WITH 153 Filipinos convicted overseas for various offenses and licenses of 63 recruitment agencies revoked, the Department of Labor and Employment called for strengthened support from local government units in the extensive nationwide campaign against human trafficking and illegal recruitment.
Labor Secretary Rosalinda Dimapilis-Baldoz underscored the urgent need for strengthened alliances with LGUs to enhance the protection and welfare of workers and their children.
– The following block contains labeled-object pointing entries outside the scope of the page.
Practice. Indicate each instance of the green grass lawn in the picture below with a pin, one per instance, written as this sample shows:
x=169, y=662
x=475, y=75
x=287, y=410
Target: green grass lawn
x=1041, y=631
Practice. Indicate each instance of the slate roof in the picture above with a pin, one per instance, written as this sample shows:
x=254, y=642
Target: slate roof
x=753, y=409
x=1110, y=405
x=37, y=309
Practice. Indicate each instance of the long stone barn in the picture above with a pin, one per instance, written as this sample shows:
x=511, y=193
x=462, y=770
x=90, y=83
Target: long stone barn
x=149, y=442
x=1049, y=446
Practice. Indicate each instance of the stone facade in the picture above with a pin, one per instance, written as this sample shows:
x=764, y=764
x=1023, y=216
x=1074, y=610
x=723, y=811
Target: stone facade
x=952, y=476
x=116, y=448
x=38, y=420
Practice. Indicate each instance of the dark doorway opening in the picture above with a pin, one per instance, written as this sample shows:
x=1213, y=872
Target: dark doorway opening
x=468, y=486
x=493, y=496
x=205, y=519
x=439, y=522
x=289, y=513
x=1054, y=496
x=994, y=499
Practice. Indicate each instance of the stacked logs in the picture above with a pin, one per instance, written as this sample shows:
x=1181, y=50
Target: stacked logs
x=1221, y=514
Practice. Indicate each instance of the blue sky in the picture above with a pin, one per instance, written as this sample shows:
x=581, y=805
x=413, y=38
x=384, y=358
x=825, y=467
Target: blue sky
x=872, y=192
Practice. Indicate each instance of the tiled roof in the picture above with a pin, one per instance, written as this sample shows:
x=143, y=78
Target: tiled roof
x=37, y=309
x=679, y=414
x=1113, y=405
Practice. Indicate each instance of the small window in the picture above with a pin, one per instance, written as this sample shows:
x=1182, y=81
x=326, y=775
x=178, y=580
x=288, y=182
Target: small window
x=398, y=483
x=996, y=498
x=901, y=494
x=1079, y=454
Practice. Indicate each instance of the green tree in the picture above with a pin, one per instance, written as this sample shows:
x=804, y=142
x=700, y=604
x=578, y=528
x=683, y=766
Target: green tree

“By empowering all local government officials from municipal mayors down to barangay captains, we make them not only as DoLE partners. We want to bring the fight down to their respective localities; and apprehend these illegal recruiters head on,” the labor chief said as she waged an all-out war against the menace of illegal recruitment, and human trafficking in the country.
“Addressing illegal recruitment and human trafficking presents many challenges as these crimes happen at the level of communities. In this instance, local governments have a big role to play because they are on the ground. Close coordination between national efforts and local actions is, therefore, needed,” she added.
Baldoz’ statement was prompted by the move of alleged recruiter Maria Kristina Sergio to surface at the Nueva Ecija Provincial Police Office hours before the execution in Indonesia of Mary Jane Veloso, a convicted Filipino drug courier.
Veloso accused Sergio of deceiving her into carrying heroin hidden in a travel bag.
The labor chief has issued an advisory strongly warning Filipino workers against accepting offers of employment without proper work documents or taking “the easy way out” via the “no tourist visa” arrangement with ASEAN Member States such as Malaysia, Indonesia, Singapore, Brunei, and Thailand.
Administrator Hans Leo Cacdac of the Philippine Overseas Employment Administration has reported that human traffickers as well as drug traffickers can also make their recruits become seasoned drug mules by directing them to repeatedly carry drugs for a considerable amount of money.
“The amount of money is used as bait for victims to commit the internationally recognized crime of drug trafficking,” he said.
According to the latest statistics of the Inter-Agency Council against Trafficking or IACAT, a total of 153 convictions have been made from July 1 2010 to March 27 2015. This record extends to 174 convicted individuals dealt with the minimum penalty of 6-months community service to the maximum penalty of life imprisonment. The record also reveals that since the start of the Aquino Administration, the yearly rate of apprehended and convicted illegal recruitment have increased.
It was also reported that at least 63 licenses of manpower and recruitment agencies were revoked in 2014.
Cacdac pointed out that even if Southeast Asian destinations such as Indonesia, Malaysia, Hong Kong, Singapore, Vietnam, Cambodia, Brunei, and Thailand do not require visas for tourists, work visas or permits are still required in order to work in these countries or destinations.
“Make sure that you are dealing with a licensed recruiter, and that you have a contract with a definite employer and a work visa or permit before leaving the Philippines,” he advised.